Publication year - 1983
Publication title -
research in nursing and health
Language(s) - English
Resource type - Journals
SCImago Journal Rank - 0.836
H-Index - 85
eISSN - 1098-240X
pISSN - 0160-6891
DOI - 10.1002/nur.4770060105
Subject(s) - nursing , personality , psychology , dominance (genetics) , health care , medicine , social psychology , biochemistry , chemistry , economics , gene , economic growth
Content analysis of 201 novels published from 1843 to 1980 with important nurse characters was used to identify variables associated with nurse, physician, and non‐health care provider authorship and the quality of the resultant image of nurses and nursing. Nurse authors were more likely to depict nurses as contributing to patients and other persons, being commended, using autonomous judgment, taking greater satisfaction in their career, exhibiting drive, and being engaged in the performance of nursing care activities.
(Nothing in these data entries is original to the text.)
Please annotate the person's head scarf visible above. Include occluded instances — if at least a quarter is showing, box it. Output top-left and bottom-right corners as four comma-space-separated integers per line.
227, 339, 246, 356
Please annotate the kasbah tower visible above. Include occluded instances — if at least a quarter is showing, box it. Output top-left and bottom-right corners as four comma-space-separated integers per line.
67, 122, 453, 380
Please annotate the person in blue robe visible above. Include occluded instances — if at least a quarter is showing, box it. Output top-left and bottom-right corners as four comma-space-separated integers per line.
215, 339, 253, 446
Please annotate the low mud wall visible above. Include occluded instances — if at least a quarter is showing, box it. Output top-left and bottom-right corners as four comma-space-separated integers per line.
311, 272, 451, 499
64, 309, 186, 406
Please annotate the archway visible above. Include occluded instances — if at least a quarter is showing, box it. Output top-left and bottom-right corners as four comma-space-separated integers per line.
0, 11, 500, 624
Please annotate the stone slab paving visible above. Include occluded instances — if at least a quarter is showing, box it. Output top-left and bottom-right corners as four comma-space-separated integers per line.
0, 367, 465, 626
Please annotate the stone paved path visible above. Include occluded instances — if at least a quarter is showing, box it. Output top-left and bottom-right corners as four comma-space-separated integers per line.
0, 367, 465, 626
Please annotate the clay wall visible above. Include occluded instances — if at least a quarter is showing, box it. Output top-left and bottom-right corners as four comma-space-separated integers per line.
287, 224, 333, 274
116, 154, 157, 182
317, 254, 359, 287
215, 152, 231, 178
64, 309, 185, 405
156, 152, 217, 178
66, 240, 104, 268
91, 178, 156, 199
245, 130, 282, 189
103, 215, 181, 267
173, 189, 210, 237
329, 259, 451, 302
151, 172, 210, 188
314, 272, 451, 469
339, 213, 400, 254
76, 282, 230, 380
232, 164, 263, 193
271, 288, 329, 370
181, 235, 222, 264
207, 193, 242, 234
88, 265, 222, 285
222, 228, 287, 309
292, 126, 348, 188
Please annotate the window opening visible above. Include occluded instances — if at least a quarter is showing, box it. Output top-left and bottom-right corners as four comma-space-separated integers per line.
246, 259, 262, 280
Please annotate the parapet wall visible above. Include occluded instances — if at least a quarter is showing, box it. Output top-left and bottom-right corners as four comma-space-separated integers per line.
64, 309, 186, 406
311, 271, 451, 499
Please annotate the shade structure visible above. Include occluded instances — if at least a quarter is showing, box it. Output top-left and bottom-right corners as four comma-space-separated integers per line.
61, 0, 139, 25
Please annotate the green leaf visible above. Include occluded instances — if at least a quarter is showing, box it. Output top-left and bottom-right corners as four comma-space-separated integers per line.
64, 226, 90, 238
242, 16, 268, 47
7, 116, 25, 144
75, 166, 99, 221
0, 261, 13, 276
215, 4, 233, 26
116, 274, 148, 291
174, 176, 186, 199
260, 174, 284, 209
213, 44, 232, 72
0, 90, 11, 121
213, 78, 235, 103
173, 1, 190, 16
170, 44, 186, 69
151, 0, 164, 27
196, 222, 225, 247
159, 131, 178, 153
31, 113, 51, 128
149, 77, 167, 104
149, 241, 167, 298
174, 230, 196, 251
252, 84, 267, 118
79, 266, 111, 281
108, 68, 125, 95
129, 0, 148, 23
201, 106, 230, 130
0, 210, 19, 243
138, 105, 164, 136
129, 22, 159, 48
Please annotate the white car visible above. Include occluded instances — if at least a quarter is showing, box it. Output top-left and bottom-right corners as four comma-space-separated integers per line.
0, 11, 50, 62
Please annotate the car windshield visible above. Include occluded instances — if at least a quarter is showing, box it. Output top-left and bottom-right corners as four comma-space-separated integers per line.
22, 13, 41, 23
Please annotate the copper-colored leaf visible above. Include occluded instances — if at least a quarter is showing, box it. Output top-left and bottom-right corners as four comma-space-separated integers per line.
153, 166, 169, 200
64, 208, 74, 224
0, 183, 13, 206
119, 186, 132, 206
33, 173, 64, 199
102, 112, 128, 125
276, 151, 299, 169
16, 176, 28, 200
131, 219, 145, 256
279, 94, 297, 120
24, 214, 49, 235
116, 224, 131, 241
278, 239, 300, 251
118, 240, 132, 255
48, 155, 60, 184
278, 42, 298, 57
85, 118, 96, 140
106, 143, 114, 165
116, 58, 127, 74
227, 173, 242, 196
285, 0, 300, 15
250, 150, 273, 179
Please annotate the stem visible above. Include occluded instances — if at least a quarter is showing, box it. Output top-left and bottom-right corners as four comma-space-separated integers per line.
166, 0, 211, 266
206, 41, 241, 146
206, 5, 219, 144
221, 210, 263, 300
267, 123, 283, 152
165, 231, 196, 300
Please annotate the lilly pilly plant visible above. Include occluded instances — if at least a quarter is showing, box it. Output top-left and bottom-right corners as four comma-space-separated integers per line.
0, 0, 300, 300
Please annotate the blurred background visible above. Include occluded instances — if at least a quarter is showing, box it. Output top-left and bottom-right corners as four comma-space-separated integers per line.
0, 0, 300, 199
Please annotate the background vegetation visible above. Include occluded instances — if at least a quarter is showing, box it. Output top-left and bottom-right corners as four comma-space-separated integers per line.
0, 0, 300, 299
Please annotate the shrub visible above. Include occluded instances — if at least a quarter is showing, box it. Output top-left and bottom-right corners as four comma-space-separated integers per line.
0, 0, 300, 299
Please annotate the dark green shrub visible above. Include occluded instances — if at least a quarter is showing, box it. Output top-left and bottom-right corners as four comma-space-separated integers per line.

They also portrayed novel nurses as more nurturant, empathic, powerful, and intelligent, and as valuing service to others and scholarliness to a greater extent than other authors. Of all authors, physicians presented the most negative nurse images; they were the least likely to endow nurse characters with positive personality and behavior traits. On the other hand, physicians were the most likely to show nurses valuing and being engaged in sexual activities. The fact that nurse authors, who were more prominent during the first 60 years of this century, have given way to a dominance of physician authors during the past 20 years demands intervention by the nursing profession in encouraging nurses to become more active in this form of artistic popularization of scientific ideas and professional health care roles.